À la lumière de ce qui a été examiné, comment placer la terre cuite, qui a sans doute le même module narratif que le relief en marbre de Pietro à la Chartreuse de Naples ? Un modèle antérieur ou une dérivation ultérieure ? Il n'est pas impossible de supposer qu'une famille, peut-être napolitaine, a voulu pour sa maison, à Naples ou ailleurs, une copie bernoise de la statue de Saint Martin, présente dans la bien-aimée Chartreuse. Depuis la mort de Pietro à Rome en 1629, il s'est tourné vers son fils Gian Lorenzo, qui avait déjà collaboré avec son père sur de nombreux travaux importants. Au dos, on peut voir le détachement d'un mur ; peut-être avait-il été inséré comme recouvrement dans l'entrée d'un palais ou même dans une fontaine, structure architecturale très présente dans les jardins des maisons à l'époque baroque. Il reste donc à définir la période pendant laquelle il faut insérer la terre cuite dans la vie tourmentée et intense de Lorenzo. En fait, quand Pietro a réalisé la statue pour la Chartreuse, c'était en 1598, quand Lorenzo venait de naître, donc cette terre cuite est sans doute plus tardive, mais de combien ?

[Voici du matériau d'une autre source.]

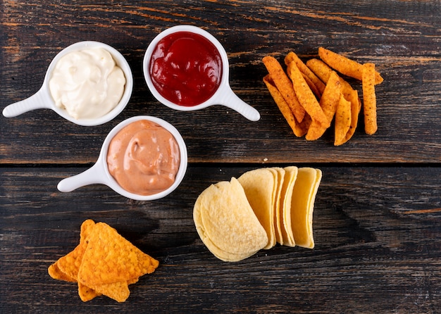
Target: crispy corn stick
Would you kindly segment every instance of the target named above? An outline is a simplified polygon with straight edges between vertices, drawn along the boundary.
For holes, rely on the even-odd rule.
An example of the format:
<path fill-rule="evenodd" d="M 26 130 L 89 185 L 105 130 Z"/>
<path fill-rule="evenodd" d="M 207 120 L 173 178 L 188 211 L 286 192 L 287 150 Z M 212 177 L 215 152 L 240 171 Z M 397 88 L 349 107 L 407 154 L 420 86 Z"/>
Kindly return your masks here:
<path fill-rule="evenodd" d="M 320 99 L 320 106 L 326 115 L 330 124 L 335 114 L 342 94 L 341 91 L 342 84 L 340 77 L 335 71 L 333 71 L 323 91 L 323 94 Z M 308 130 L 306 139 L 309 141 L 317 139 L 323 134 L 326 130 L 326 127 L 316 121 L 313 121 Z"/>
<path fill-rule="evenodd" d="M 325 83 L 328 82 L 329 77 L 333 71 L 329 65 L 318 59 L 310 59 L 306 62 L 306 65 L 321 80 Z M 342 93 L 343 93 L 343 96 L 344 96 L 346 100 L 350 100 L 351 95 L 354 92 L 354 89 L 347 80 L 340 76 L 339 77 L 340 83 L 342 84 Z"/>
<path fill-rule="evenodd" d="M 361 108 L 361 103 L 360 102 L 357 91 L 354 90 L 352 93 L 350 99 L 347 100 L 351 101 L 351 126 L 349 127 L 349 131 L 346 134 L 346 137 L 344 137 L 344 143 L 349 141 L 351 137 L 352 137 L 352 135 L 354 135 L 359 123 L 359 115 Z"/>
<path fill-rule="evenodd" d="M 340 73 L 362 80 L 362 65 L 358 62 L 333 52 L 330 50 L 325 49 L 323 47 L 318 48 L 318 56 L 326 64 Z M 380 73 L 375 71 L 375 84 L 380 84 L 383 81 L 383 79 L 380 75 Z"/>
<path fill-rule="evenodd" d="M 302 106 L 304 108 L 313 120 L 316 120 L 324 127 L 329 127 L 330 123 L 326 115 L 295 63 L 290 63 L 288 73 L 290 73 L 289 76 L 292 81 L 295 94 Z"/>
<path fill-rule="evenodd" d="M 290 62 L 295 62 L 297 68 L 300 70 L 300 72 L 307 77 L 311 82 L 316 86 L 320 95 L 323 93 L 325 90 L 325 84 L 323 83 L 313 72 L 308 68 L 308 66 L 299 58 L 299 56 L 294 52 L 290 52 L 285 58 L 285 64 L 287 66 Z"/>
<path fill-rule="evenodd" d="M 282 94 L 280 94 L 279 90 L 275 87 L 271 75 L 268 74 L 263 77 L 263 82 L 266 85 L 266 87 L 273 96 L 274 101 L 279 108 L 282 115 L 288 123 L 288 125 L 291 127 L 291 130 L 292 130 L 295 136 L 297 137 L 302 137 L 306 134 L 309 125 L 305 125 L 305 123 L 308 120 L 308 119 L 304 118 L 302 123 L 299 123 L 296 121 L 292 111 L 291 111 L 288 103 L 282 96 Z"/>
<path fill-rule="evenodd" d="M 335 112 L 335 130 L 334 145 L 345 142 L 346 134 L 351 127 L 351 102 L 344 99 L 342 94 Z"/>
<path fill-rule="evenodd" d="M 375 65 L 363 65 L 363 102 L 364 111 L 364 130 L 373 134 L 377 132 L 377 101 L 375 90 Z"/>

Considérant qu'il s'agit manifestement d'une œuvre achevée, nous pensons pouvoir la situer vers le milieu du XVIIe siècle, entre la pyramide verticale de la Fontaine des Fleuves sur la Piazza Navona (1648 - 1651) et le Constantin à cheval placé en 1670 dans l'atrium de la Basilique Saint-Pierre, mais déjà commencé en 1654.
Même si elle nous est parvenue par le biais du marché des antiquités, cette belle terre cuite révèle tout le potentiel que la manipulation d'une simple argile peut offrir dans les mains habiles d'un artiste.